Like a geologic time capsule, the two-foot-long, 55-pound slice of a jadeite-type boulder tells the story of its own creation and offers clues to the dramatic processes involved. This striking specimen, which was recovered from northern Myanmar (formerly Burma), started as a small vein, or fracture, some 12 miles underground in Earth's crust. The vein was wrenched apart by the shifting of two tectonic places when India collided with Southeast Asia over 35 millions years ago. In the aftermath, mineral-rich fluids from the plunging sea floor rose through cracks in Earth's mantle and deposited jadeite rock into the open vein. Over time, as the tectonic plates continued to rub against one another, this vein of jadeite broke and reformed again and again, producing the exquisite emerald green and white marbling we see today.

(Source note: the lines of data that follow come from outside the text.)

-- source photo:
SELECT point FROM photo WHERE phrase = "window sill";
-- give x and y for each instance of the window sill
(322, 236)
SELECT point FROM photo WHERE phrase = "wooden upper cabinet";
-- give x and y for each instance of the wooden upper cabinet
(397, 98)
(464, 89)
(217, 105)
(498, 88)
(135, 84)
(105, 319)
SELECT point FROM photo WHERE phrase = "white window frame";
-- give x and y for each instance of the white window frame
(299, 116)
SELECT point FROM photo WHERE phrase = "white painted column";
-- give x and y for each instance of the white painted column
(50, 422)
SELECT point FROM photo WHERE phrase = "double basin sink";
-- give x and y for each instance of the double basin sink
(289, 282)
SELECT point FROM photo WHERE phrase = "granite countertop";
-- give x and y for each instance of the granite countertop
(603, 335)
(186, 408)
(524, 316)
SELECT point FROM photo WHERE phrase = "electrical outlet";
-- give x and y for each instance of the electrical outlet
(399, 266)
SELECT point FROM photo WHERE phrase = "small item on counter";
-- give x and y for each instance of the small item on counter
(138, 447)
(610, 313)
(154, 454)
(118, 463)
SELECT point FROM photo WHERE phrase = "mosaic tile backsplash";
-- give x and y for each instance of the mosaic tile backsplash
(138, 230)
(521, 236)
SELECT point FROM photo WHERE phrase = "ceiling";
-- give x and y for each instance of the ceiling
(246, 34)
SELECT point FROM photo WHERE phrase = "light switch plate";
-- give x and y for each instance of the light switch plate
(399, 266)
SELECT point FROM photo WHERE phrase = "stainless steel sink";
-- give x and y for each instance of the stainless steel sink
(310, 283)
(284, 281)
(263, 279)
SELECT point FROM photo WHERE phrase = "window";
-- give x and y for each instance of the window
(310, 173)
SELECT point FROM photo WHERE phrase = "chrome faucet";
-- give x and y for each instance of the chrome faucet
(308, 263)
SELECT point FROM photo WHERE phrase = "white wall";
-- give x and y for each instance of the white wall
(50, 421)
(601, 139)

"In order to look the way it does, this vein had to be broken and healed thousands of times," says George Harlow, Curator in Earth and Planetary Sciences at the Museum. "Imagine breaking a bone and allowing it to heal with a slight kink in it, then doing it again and again until it looks like a pretzel. That is what happened to this boulder." Long prized as an ornamental stone, jade is the common name for two different kinds of rock that have similar properties: nephrite, a silicate mineral rich in calcium and magnesium, and the rarer, more valuable jadeite, a silicate mineral rich in sodium and aluminum. Sharing the display case with the jadeite slab are two intricately carved jade artifacts from China that date from the early 1900s: a nephrite jade vessel for incense and a jadeite jade carving of Guanyin, the Buddhist goddess of mercy. The display itself joins two other recent acquisitions in the Grand Gallery: a spectacular stibnite unearthed by miners in China and the fossilized, iridescent shell of an ammonite, an extinct marine animal.